I've followed an excellent guide (Serverless Stack) that creates a typical CRUD serverless infrastructure with a react frontend. It's using the Serverless Framework for AWS.
What I don't like is that to bootstrap the setup, there is a lot of manual clicking in GUIs (mostly Amazon's console interface) involved. I.e. the setup is not version controlled and is not easily reproducible. It would not be easy to extend it with a CI/CD process etc. In this example the following resources need to be setup manually:
The only resources that are being built from code are the serverless functions (lambdas) themselves, as well as API Gateway instances. This is what the serverless framework does using its serverless.yml file. But all of the above resources are not automatically created. They sometimes need to be referenced to using their ARNs, but they are not being created by the serverless.yml configuration. Running such a system in production (which relies heavily on the manual creation of services through GUIs) would seem risky.
I was thinking that a solution for this would be to use Terraform or Cloudformation. But the Serverless Framework itself is using Cloudformation for the setup of Lambdas already, though not for other resources. So how would one eliminate this gap? In other words, how would one rebuilt the entire setup described at Serverless Stack in code?
It would seem strange, and perhaps not possible, to have CloudFormation setup Serverless, which then has its own Cloudformation templates to setup lambdas. It might make more sense to extend the Serverless Framework to not just define the functions and API Gateways that need to be created on a serverless deploy
, but also other resources like a DynamoDB or a Cognito User Pool. Are there any examples or attempts of people doing this already?
Serverless Framework is open source. It's written using NodeJS and initially developed for building applications on AWS Platform and now it supports Azure, Google Cloud, Oracle Cloud and more. It handles most of the boilerplate code when it comes to generating infrastructure as code in each respective platform.
The four core components of serverless development are FaaS (Function As A Service), BaaS (Backend As A Service), API Gateway, and database.
Serverless architecture is an approach to software design that allows developers to build and run services without having to manage the underlying infrastructure. Developers can write and deploy code, while a cloud provider provisions servers to run their applications, databases, and storage systems at any scale.
You can build a serverless web application by using several AWS services together. Each service is fully managed and does not require you to provision or manage servers. You only need to configure them together and upload your application code to AWS Lambda, a serverless compute service.
I agree that documentation on this would make an excellent pull request here.
You're correct that serverless
is using CloudFormation under the hood. The framework does expose the underlying CloudFormation machinery to you, by way of the resources
key of your serverless.yml
.
I think the intent of the framework is that you would put the rest of these resources (Cognito stuff, S3, etc.) in the resources:
section of your serverless.yml
file, using regular old CloudFormation syntax.

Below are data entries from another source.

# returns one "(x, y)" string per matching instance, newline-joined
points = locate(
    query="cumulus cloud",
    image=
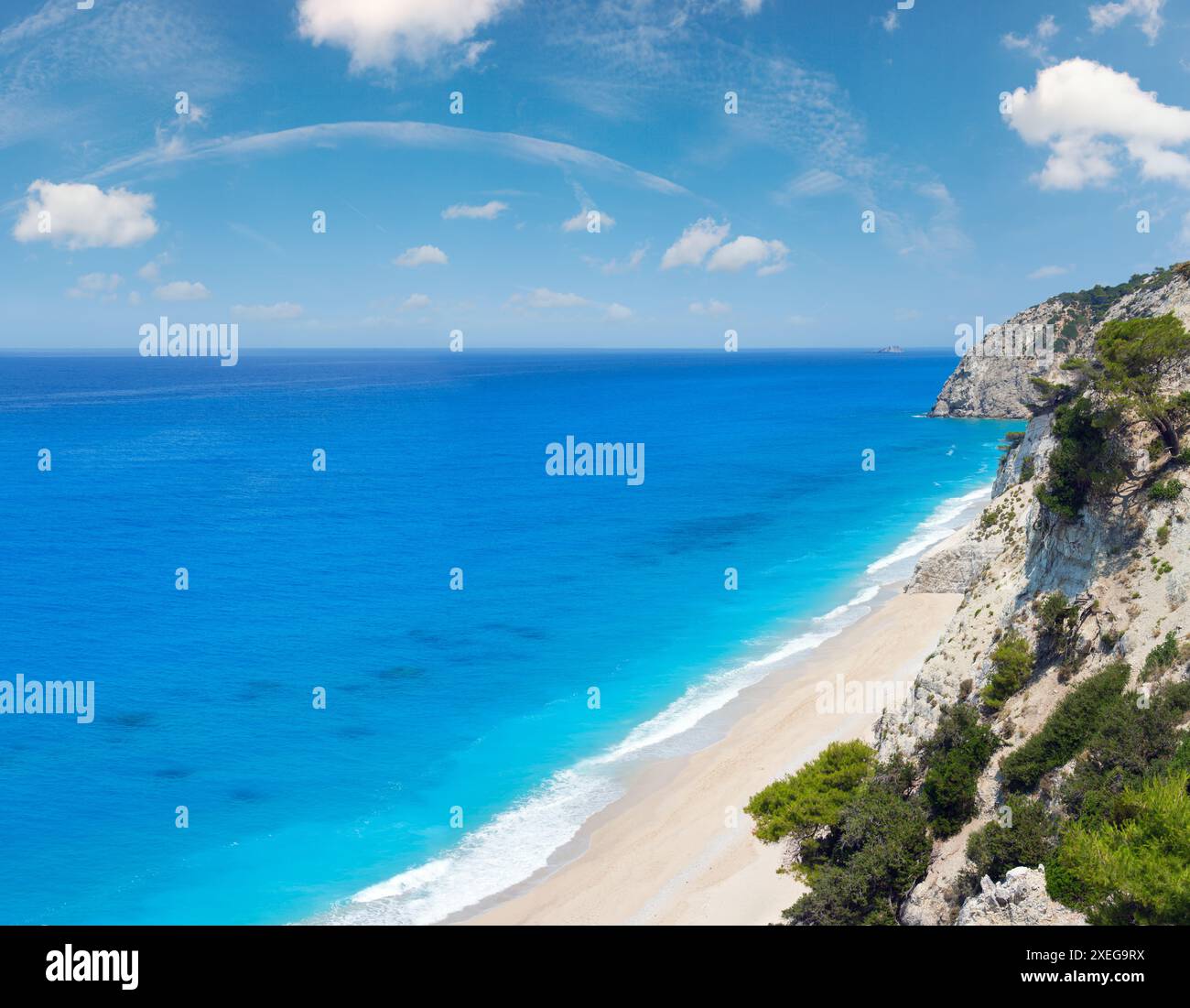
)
(489, 211)
(1147, 12)
(379, 32)
(613, 266)
(1089, 114)
(694, 244)
(748, 250)
(421, 255)
(81, 215)
(181, 290)
(151, 269)
(265, 313)
(94, 285)
(579, 222)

For example, this file will create a DynamoDB table and S3 bucket, in addition to the serverless function:
service: aws-nodejs # NOTE: update this with your service name
provider:
name: aws
runtime: nodejs6.10
functions:
hello:
handler: handler.deletecustomer
events:
- http:
path: /deletecustomer
method: post
cors: true
resources:
Resources:
tablenotes:
Type: AWS::DynamoDB::Table
Properties:
AttributeDefinitions:
- AttributeName: noteId
AttributeType: S
- AttributeName: userId
AttributeType: S
KeySchema:
- AttributeName: userId
KeyType: HASH
- AttributeName: noteId
KeyType: RANGE
ProvisionedThroughput:
ReadCapacityUnits: '5'
WriteCapacityUnits: '5'
mysamplebucket:
Type: AWS::S3::Bucket
Properties:
WebsiteConfiguration:
IndexDocument: index.html
ErrorDocument: error.html
AccessControl: Private
VersioningConfiguration:
Status: Suspended
If you're new to CloudFormation, I'd also recommend taking a peek at CloudFormer.